McKibben cited Trump’s obsession with Greenland as a perfect example. While most Greenland coverage has focused on the geopolitical and military implications of Trump’s aggression, McKibben said, “the actual strategic asset in play here is a two-mile-thick sheet of ice that, if it melts, will change the lives of every person on planet Earth” by raising sea levels catastrophically.
Meanwhile, developments in Europe and Africa contrast sharply with US behavior, Mohamed Adow, director of the NGO Power Shift Africa, said during the briefing. Africa has become “one of the world’s most important laboratories for climate solutions,” Adow said, though the speed at which change is happening “is often missed” in media coverage. (This excellent Bloomberg Green article is an exception.) “Kenya now generates 95 percent of our electricity from renewables,” he said. “Solar capacity has expanded rapidly in countries such as South Africa, Morocco, and Egypt…. Solar mini-grids in rural Nigeria, Tanzania, and Senegal are bringing reliable electricity to [rural] communities that fossil fuel-based grids have failed to reach for decades.”
The European Union’s imposition of climate tariffs on January 1, 2026, is also an “incredibly important” development, said Fiona Harvey, whose article in The Guardian explained that under the EU’s carbon border adjustment mechanism, “companies selling steel, concrete, and other high-carbon goods into the European Union will have to prove that they comply with low-carbon regulations, or they will face fines.” The tariff is aimed at companies that might “shift their manufacture of those high-carbon goods or services to another [country] that has more lax regulation,” Harvey said, “so you don’t actually get any carbon saving.”

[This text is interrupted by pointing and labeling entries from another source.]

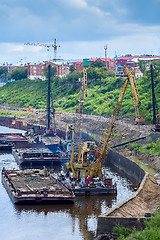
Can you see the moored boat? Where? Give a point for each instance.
(87, 186)
(32, 157)
(35, 186)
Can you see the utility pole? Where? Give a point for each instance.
(48, 98)
(54, 45)
(105, 48)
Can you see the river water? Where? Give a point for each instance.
(54, 222)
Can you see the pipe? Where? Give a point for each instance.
(134, 140)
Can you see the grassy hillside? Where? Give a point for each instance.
(103, 92)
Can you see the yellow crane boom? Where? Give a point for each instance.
(82, 165)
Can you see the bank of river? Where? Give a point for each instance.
(58, 222)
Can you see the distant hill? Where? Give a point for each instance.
(103, 92)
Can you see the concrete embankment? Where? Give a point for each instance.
(133, 211)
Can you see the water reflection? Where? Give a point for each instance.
(68, 221)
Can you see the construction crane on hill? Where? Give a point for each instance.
(48, 46)
(82, 165)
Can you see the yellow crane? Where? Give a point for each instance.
(82, 166)
(138, 120)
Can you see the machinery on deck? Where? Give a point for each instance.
(82, 165)
(138, 120)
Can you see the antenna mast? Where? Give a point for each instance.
(54, 45)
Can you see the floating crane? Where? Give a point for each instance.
(82, 166)
(138, 120)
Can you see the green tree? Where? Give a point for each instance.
(19, 73)
(53, 72)
(98, 63)
(4, 73)
(142, 65)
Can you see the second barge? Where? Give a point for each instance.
(32, 157)
(35, 186)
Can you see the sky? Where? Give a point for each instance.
(81, 27)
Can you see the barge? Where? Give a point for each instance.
(8, 140)
(35, 186)
(88, 186)
(32, 157)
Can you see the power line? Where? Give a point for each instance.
(54, 45)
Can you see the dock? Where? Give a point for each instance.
(35, 186)
(31, 157)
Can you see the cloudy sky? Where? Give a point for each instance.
(82, 28)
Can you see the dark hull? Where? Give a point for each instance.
(31, 198)
(35, 161)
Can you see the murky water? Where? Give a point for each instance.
(55, 222)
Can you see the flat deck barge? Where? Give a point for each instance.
(34, 186)
(32, 157)
(8, 140)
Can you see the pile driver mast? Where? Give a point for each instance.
(82, 166)
(136, 99)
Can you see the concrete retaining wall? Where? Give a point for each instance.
(106, 223)
(129, 168)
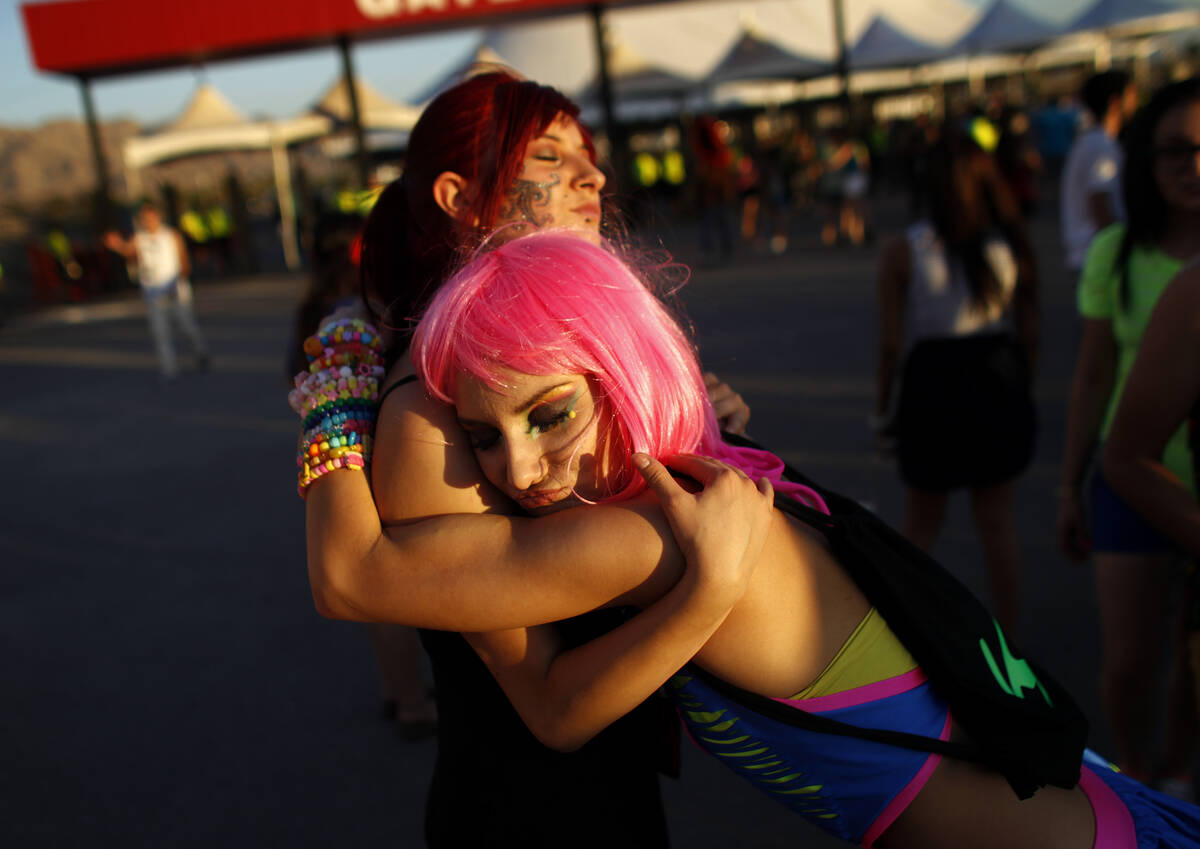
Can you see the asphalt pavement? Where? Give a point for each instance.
(166, 679)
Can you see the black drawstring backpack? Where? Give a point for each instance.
(1019, 720)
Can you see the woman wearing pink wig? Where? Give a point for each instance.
(569, 377)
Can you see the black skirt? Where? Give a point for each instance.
(966, 415)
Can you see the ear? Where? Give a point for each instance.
(450, 193)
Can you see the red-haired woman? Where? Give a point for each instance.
(490, 158)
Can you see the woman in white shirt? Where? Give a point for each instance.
(958, 307)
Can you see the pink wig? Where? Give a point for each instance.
(555, 303)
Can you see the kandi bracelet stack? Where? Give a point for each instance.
(337, 398)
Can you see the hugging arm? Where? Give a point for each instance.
(1158, 397)
(567, 697)
(438, 560)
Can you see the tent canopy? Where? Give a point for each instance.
(882, 44)
(1107, 13)
(1005, 26)
(755, 58)
(377, 112)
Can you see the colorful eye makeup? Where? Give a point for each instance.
(552, 413)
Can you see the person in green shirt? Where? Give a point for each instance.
(1138, 568)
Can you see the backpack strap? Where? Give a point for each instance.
(829, 527)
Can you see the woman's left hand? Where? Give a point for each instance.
(732, 411)
(721, 528)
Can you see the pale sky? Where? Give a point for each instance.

Noting that editors like stories about unexpected developments, McKibben highlighted “the dramatic reduction in the price of clean energy, which is shaking up all of our assumptions…. With solar and wind now providing 90 percent of new generating capacity around the world, there’s nothing alternative about them anymore, and one of the stories we need to tell is that we’re breaking into a new paradigm.”
Editors also need to hear that polls repeatedly show that “people really do care about this stuff,” Harvey said. Our job as journalists, she added, is “to show them that there are constructive ways out of the mess, as well as presenting them with the reality of the mess.”